Drexel University's Westphal College of Media Arts and Design has Mural Arts collaboration through the Westphal community engagement programs.

Other institutions

The Philadelphia Foundation, the Pew Center for Arts and Heritage, and the Philadelphia Cultural Fund all provide funding to Mural Arts. The Free Library of Philadelphia maintains the Mural Arts archive and research collections.

Why Mural Arts Matters for International Students

For international students attending Philadelphia universities, Mural Arts Philadelphia is one of the most distinctive and accessible features of the city:

Visual immersion — students walking through Philadelphia neighborhoods encounter dozens of murals daily, providing constant visual engagement with community-centered public art

Cultural context — the murals' subject matter (Civil Rights history, immigrant heritage, contemporary urban issues) provides direct cultural context for understanding contemporary American urban life

Free or low-cost access — most Mural Arts walking tours are free; the murals themselves are entirely free to view; the mobile app is free

Direct community engagement opportunities — international students can participate in Mural Arts community workshops, paint-day events, and educational programming, building local community connections

Academic relevance — for students in art, urban studies, sociology, public policy, social work, or related disciplines, Mural Arts is a directly studied program with substantial academic literature

For families considering Philadelphia as a study-abroad destination, the Mural Arts experience adds a distinct dimension to the city's identity beyond the standard tourist attractions. Murals run through every Philadelphia neighborhood, integrated into the everyday urban environment. A student walking from Penn to Reading Terminal Market for lunch passes 6-10 murals along the way without trying. A student living in Northern Liberties or Fishtown lives among murals as everyday visual context.

Strategic Summary

Mural Arts Philadelphia is the largest public art program in the United States by mural count, by community participation, by topical depth, and by international influence. The program is the most distinctive single example of community-based public art in contemporary US practice. The 40-year continuity under Jane Golden's leadership represents one of the longest-tenured arts administration tenures in US public arts.

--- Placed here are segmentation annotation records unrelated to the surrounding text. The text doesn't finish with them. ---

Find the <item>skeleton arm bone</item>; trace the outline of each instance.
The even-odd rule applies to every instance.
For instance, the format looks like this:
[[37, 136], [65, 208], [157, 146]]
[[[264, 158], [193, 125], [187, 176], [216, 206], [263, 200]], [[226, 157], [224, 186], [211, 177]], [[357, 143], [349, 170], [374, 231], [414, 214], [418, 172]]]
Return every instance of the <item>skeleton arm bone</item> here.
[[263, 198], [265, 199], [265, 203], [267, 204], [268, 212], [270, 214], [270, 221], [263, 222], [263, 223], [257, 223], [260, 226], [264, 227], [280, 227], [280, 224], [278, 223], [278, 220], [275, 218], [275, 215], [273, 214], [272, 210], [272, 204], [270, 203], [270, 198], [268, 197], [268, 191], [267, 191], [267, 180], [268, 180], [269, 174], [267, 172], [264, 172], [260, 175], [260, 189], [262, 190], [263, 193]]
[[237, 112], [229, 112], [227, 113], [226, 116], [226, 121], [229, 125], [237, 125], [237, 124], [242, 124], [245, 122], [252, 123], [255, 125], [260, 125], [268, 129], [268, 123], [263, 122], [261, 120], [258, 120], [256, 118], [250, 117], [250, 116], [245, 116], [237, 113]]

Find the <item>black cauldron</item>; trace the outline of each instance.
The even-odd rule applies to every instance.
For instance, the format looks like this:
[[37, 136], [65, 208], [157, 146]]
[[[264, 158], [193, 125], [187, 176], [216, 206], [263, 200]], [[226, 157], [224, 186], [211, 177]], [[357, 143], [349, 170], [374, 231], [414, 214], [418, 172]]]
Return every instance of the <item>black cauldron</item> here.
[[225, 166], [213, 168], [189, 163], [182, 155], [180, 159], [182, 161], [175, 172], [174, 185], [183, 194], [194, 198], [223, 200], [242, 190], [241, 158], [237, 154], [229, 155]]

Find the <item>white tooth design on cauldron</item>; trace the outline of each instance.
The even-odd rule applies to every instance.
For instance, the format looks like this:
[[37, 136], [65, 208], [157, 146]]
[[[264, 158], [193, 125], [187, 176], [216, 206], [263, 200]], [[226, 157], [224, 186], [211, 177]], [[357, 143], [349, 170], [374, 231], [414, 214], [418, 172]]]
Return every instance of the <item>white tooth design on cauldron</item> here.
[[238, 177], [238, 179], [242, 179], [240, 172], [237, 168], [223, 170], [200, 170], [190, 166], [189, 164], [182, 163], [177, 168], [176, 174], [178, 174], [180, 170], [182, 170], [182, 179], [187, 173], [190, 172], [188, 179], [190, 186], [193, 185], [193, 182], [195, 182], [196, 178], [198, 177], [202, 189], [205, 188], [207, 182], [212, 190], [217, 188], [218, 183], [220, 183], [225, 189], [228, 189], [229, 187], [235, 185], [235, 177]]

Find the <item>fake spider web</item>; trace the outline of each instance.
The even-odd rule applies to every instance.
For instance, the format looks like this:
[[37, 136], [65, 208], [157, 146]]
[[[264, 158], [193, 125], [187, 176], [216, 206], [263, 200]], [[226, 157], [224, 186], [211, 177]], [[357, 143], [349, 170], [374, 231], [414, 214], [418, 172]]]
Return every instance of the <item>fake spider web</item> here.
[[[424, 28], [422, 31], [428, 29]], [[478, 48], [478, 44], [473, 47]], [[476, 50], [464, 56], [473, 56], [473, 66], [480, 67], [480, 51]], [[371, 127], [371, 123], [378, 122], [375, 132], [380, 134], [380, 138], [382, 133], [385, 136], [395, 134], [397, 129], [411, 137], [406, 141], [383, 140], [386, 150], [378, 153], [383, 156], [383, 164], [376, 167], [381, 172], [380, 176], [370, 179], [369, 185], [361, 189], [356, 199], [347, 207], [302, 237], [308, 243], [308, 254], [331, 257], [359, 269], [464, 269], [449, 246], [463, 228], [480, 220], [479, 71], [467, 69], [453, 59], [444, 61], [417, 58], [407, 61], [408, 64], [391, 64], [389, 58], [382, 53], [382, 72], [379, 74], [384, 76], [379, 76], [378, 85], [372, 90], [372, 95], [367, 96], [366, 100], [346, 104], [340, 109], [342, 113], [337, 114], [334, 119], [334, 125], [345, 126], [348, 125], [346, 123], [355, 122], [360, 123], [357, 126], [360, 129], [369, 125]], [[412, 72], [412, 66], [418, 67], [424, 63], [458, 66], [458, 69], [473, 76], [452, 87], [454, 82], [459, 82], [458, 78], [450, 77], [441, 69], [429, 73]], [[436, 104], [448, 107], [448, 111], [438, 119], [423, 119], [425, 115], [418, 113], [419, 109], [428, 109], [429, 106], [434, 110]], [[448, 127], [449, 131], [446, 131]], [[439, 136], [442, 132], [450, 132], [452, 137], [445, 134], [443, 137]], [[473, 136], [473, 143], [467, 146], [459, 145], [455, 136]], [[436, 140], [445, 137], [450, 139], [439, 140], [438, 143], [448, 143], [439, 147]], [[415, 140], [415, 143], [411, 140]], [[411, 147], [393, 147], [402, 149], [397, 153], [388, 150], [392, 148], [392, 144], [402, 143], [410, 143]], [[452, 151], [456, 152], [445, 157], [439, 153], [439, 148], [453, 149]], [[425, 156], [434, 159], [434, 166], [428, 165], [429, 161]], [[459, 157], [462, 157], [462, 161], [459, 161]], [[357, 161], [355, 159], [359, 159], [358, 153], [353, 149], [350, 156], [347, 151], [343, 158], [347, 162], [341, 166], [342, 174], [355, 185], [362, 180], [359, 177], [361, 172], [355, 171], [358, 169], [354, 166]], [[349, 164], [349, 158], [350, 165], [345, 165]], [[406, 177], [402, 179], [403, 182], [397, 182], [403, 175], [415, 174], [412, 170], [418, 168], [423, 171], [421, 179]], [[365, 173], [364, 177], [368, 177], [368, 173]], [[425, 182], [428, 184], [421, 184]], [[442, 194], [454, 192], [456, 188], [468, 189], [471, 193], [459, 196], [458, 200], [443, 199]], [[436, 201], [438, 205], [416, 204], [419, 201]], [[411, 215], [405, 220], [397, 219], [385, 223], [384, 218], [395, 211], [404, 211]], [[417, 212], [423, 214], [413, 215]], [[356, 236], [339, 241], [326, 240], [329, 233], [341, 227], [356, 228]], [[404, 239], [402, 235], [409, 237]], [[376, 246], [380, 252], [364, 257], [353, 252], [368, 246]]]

For international students attending Philadelphia universities, Mural Arts is directly accessible, free of charge, immersive, and academically relevant. For families considering the city, the murals add substantial visual and cultural depth that distinguishes Philadelphia from other US university cities.

The 4,000+ murals are not decoration — they are sustained community engagement with Philadelphia's history, identity, and aspirations made visible on the city's walls. Understanding the murals as such is understanding contemporary Philadelphia in one of its most visible and accessible forms.